Album Review: “World Record” By Neil Young
Neil Young in an interview, 2005 - Team Coco / Youtube
A consistent persona for Neil Young practically from the beginning of his career has been that of an environmentalist rocker. He has been cleaning out his archives, reviving nearly a dozen forgotten studio and concert projects, and releasing three albums in quick succession with his longtime, on-and-off backing group Crazy Horse during this pandemic.
Recorded in a relatively short amount of time, the World Record album seems like a natural continuation of both the preceding few years and Young’s entire professional career, and it deals with environmental concerns more than you’d expect.
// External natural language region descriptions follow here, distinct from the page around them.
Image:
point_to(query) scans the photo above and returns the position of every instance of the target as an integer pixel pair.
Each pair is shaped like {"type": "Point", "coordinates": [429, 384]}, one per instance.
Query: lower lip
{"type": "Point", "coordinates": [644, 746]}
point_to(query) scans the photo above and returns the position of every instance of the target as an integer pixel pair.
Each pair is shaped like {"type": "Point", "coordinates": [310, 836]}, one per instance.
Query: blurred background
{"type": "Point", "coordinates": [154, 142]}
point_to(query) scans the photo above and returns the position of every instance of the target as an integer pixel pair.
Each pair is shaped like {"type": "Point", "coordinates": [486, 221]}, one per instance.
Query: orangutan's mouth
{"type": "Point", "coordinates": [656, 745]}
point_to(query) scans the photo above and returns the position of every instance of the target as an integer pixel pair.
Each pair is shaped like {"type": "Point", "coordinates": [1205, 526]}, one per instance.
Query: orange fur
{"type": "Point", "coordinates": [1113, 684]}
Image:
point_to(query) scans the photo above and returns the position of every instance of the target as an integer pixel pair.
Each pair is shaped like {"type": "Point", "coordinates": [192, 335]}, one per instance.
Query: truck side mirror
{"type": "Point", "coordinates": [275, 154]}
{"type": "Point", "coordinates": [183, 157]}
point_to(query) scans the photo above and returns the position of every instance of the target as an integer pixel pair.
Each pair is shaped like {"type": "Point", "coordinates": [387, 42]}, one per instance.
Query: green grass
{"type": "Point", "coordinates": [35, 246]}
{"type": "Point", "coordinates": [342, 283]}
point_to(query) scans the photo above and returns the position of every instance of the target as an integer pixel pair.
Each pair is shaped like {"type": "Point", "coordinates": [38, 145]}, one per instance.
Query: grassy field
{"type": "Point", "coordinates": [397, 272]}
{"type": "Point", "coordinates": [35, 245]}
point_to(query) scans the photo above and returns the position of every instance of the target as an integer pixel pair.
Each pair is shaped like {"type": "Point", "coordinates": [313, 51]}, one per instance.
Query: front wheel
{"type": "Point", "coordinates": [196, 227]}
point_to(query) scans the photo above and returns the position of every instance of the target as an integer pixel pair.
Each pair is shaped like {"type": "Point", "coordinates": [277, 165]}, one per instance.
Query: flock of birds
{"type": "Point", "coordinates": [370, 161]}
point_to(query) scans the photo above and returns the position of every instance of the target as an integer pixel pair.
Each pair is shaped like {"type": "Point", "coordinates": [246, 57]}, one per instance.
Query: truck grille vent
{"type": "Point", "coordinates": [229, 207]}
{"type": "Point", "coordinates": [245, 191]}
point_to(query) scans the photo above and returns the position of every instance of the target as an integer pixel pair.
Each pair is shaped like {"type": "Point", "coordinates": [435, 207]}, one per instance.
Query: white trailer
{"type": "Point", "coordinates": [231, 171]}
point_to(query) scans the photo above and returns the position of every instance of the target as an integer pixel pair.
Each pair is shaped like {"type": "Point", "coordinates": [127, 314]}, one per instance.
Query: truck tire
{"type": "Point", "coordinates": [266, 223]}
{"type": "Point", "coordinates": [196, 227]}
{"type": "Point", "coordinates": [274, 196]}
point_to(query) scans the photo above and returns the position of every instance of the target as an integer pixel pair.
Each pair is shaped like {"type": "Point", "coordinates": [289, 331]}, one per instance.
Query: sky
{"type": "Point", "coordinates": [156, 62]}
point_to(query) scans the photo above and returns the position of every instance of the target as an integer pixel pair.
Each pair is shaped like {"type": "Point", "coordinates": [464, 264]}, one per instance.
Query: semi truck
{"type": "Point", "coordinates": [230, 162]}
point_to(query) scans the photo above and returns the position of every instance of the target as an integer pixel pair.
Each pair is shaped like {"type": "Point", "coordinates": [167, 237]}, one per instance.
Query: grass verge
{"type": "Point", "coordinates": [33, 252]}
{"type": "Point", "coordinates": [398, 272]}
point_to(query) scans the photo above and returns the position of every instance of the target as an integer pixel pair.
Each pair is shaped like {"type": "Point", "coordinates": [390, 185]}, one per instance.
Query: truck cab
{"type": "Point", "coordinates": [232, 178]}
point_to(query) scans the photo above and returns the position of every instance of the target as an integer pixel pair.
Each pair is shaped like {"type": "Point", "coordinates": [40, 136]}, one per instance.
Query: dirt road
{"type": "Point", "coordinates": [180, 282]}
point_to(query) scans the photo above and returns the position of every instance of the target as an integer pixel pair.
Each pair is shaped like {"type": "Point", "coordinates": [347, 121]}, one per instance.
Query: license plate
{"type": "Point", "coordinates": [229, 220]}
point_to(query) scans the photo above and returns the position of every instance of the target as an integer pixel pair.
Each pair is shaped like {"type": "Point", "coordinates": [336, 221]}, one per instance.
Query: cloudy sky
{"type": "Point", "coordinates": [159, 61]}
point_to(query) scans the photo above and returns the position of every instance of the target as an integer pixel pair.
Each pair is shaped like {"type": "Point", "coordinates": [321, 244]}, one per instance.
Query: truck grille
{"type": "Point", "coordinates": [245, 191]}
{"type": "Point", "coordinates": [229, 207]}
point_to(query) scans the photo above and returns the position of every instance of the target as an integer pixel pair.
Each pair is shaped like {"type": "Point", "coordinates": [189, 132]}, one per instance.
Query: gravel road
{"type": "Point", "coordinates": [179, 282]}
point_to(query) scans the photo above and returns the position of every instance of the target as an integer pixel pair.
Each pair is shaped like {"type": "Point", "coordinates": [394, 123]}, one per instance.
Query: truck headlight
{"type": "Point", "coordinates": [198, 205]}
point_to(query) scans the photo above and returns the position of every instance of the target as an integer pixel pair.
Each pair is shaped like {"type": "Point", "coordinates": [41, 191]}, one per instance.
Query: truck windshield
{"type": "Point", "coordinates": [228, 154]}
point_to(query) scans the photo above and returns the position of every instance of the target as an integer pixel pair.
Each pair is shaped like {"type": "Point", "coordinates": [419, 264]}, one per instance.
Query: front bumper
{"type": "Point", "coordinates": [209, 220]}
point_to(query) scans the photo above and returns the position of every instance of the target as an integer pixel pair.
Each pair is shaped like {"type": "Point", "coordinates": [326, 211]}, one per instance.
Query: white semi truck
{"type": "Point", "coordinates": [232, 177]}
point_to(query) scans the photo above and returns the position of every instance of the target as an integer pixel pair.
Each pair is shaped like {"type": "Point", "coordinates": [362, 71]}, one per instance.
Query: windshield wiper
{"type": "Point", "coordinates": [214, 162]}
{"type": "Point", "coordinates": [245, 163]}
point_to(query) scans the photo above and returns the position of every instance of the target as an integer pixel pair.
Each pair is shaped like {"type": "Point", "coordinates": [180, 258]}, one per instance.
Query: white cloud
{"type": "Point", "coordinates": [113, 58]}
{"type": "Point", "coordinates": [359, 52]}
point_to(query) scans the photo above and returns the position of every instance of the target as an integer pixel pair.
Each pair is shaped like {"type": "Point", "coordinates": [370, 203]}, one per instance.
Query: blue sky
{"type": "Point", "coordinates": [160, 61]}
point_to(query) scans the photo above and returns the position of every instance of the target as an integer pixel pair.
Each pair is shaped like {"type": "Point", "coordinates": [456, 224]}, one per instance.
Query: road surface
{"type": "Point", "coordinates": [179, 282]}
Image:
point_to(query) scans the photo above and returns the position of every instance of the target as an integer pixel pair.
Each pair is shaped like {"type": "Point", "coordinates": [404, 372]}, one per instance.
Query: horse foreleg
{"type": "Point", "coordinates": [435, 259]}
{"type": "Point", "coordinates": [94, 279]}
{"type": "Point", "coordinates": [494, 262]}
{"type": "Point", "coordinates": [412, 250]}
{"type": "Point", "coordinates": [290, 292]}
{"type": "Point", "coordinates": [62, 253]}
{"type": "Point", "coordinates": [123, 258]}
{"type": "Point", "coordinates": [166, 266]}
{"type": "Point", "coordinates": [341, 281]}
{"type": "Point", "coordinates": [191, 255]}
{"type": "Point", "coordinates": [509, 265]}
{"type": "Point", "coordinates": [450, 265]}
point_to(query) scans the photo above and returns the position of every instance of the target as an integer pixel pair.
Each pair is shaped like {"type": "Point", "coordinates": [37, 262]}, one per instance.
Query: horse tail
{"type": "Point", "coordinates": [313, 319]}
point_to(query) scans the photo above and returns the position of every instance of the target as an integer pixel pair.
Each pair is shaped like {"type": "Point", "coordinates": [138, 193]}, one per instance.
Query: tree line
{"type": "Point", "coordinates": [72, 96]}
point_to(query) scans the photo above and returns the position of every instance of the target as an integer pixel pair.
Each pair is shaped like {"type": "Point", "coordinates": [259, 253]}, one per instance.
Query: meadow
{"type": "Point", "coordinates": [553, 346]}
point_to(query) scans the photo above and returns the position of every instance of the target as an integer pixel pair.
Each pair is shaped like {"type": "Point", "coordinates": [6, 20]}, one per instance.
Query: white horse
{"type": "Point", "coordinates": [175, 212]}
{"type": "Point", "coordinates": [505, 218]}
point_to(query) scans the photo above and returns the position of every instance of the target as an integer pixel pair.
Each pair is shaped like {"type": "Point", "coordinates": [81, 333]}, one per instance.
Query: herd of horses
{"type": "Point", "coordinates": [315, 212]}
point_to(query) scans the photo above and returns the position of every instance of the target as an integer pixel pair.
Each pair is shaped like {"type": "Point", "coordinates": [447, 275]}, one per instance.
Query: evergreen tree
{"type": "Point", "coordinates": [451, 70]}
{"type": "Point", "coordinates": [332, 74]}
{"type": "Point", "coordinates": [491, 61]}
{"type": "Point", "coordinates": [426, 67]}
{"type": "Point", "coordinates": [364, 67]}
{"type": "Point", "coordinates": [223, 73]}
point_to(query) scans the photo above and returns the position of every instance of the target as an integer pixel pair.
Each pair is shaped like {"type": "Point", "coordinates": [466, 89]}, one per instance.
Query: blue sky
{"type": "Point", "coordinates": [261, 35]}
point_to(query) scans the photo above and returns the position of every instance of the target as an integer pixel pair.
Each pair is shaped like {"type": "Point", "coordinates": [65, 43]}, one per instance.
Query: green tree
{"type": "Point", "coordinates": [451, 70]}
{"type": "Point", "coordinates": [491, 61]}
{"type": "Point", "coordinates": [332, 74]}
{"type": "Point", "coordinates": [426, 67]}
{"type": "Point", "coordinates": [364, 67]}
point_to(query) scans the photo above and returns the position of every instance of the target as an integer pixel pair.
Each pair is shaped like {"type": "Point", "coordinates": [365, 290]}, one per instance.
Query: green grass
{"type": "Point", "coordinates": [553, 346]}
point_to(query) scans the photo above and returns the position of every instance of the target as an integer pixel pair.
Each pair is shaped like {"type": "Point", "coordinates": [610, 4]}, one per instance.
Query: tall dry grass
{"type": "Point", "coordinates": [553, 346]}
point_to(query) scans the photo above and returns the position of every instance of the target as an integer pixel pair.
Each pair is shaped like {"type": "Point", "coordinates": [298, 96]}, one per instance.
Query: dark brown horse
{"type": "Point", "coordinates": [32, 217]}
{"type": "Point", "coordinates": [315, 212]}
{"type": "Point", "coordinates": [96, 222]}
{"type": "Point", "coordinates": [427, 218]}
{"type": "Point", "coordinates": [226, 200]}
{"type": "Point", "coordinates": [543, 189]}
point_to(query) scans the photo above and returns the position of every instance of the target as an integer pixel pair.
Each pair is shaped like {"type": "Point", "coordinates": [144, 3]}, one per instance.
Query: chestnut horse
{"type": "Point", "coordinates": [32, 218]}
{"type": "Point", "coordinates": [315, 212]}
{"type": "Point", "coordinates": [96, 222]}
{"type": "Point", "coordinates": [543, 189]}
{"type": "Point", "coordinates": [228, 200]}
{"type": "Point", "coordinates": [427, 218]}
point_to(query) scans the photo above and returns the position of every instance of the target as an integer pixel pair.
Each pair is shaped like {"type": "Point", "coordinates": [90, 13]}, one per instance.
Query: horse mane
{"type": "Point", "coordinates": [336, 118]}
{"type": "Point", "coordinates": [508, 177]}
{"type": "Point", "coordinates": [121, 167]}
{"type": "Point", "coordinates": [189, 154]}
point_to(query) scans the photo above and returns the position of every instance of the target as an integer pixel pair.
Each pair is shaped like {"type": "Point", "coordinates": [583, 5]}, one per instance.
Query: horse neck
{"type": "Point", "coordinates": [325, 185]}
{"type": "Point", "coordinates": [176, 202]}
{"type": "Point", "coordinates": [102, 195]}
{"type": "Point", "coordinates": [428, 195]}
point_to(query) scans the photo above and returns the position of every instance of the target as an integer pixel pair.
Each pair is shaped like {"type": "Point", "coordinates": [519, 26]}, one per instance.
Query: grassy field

As a whole, World Record can be chaotic and diffuse. As a result of their dedication to the subject matter and each other, Young and Crazy Horse perform as they always have: by tuning in, following the lead, and having a great time for the next half hour.
The information in World Record is superficial at best. The album’s opening lyrics, “Love Earth, such an easy thing to do,” sum up its fundamental message. Young also makes the proclamations on “Walkin’ on the Road (To the Future)” (lyrics: No more war, only love) and “This Old Planet (Changing Days)” (lyrics: You’re not alone on this old planet). These are straightforward messages from Young, Nils Lofgren, Ralph Molina, and Billy Talbot. Although Rick Rubin’s voice may be heard at the beginning of several tracks during setup, he often stays out of the way as the producer. In “Chevrolet,” a 15-minute epic, the quartet gets to let loose as like before.
Songs of love are kept this time for the planet, making this CD more focused than previous pandemic albums Colorado and Barn. A shaky pump organ joins Crazy Horse’s customary mix on “The World (Is in Trouble Now),” and the album opens with a collective “feeling out” on “Love Earth” before settling into a groove. Young’s vocals have a relaxed simplicity that fits the project’s mood, despite being occasionally shaky.
Although there is a lot of optimism throughout the record, there is also a pervasive feeling of anxiety. He’s doing his lot, with the record, to convey the same philosophy he’s actively campaigning for the previous half a century – a kind of artistic expression of his.